Paradox ist dies insofern, als das sich u.a. aus Mißtrauen gegen Rußland
speisende westliche Interesse an einer emanzipierten und westorientierten Ukraine
selbst sabotiert, wenn sich eine positive Zusammenarbeit mit der Russischen
Föderation nicht aufrecht erhalten läßt.
Und schließlich könnte der polnisch-ukrainische Grenzverkehr auch
Opfer der westlichen Angst vor Armutsflüchtlingen werden.
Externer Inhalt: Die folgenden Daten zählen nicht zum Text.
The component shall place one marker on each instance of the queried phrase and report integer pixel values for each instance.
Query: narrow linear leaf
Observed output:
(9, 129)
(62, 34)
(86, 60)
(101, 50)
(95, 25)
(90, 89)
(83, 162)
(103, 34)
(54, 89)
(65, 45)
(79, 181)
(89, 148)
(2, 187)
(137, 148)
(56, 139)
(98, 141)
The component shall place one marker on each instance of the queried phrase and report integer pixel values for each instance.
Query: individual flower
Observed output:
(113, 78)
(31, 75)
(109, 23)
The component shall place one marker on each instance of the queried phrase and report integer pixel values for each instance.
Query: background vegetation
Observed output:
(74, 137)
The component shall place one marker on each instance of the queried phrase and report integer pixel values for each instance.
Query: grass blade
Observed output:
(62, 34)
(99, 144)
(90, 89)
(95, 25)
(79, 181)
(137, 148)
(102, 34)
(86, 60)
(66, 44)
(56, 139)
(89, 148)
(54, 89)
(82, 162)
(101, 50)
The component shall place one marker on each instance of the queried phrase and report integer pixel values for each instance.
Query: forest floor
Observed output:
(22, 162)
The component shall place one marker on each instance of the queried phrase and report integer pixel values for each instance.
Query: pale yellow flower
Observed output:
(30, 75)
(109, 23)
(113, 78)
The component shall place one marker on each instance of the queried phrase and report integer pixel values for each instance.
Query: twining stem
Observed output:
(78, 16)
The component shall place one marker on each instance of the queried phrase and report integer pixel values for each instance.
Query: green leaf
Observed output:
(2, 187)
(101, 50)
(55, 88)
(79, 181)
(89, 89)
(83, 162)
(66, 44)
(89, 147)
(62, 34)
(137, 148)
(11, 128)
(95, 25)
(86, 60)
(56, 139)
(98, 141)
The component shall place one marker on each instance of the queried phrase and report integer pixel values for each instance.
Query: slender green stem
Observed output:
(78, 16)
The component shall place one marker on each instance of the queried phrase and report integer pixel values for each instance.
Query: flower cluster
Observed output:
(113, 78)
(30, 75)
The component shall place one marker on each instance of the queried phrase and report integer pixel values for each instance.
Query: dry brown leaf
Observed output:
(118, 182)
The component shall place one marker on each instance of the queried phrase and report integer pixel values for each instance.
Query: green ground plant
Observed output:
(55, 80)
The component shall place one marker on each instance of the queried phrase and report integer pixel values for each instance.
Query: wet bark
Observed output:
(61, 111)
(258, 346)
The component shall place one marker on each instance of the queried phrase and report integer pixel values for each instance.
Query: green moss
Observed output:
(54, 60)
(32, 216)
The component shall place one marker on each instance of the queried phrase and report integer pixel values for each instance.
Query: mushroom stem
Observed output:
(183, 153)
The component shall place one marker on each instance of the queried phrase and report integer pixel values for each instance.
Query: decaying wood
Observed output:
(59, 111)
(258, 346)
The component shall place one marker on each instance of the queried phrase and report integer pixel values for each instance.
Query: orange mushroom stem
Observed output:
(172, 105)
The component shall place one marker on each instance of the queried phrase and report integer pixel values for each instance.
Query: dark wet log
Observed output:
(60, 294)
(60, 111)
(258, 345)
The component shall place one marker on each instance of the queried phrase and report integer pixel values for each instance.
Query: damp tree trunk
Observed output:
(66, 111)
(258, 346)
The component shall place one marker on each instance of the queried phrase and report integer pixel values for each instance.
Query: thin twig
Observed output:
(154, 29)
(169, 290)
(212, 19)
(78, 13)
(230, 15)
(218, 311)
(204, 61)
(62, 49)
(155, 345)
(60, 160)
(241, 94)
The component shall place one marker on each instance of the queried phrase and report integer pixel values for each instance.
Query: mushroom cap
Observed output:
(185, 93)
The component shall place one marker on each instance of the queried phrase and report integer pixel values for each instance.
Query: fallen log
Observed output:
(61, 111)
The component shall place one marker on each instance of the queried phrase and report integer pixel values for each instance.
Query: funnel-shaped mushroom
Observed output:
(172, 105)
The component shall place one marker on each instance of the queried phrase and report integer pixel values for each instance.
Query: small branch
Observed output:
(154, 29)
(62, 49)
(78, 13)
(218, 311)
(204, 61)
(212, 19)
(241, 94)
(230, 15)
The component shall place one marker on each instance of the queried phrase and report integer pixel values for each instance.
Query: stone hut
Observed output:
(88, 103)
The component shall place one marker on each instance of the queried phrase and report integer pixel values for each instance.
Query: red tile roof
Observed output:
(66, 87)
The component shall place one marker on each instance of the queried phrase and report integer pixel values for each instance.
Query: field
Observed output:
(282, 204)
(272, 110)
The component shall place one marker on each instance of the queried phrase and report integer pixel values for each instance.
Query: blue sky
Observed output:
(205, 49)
Schon heute drängt
die Bonner Regierung in Warschau auf strengere Grenzkontrollen und liefert folgerichtig
das Equipment und Know-how für eine notfalls auch hermetische Abriegelung.
Will Polen in den mit dem Stichwort "Schengen" gekennzeichneten inneren
Kreis der EU aufgenommen werden, dann wird es auch unter Inkaufnahme zahlreicher
eigener Nachteile in der Grenzregion die deutschen Erwartungen erfüllen
müssen.
Die Betrachtung dieser Grenz-Entwicklung und ihrer Implikationen zeigt: Die
äußerst lebendige Austauschsituation, von der beide Länder
in den letzten Jahren profitiert haben, ist bedroht und läßt
sich nur aufrechterhalten und weiterentwickeln im Rahmen einer politischen
Gesamtkonzeption für den europäischen Integrationsprozeß,
der alle Transformationsstaaten umfaßt und die Interessen Rußlands
in fairer Weise berücksichtigt. Bis heute gibt es ein solches Gesamtkonzept
bedauerlicherweise nicht einmal in seinen Grundzügen.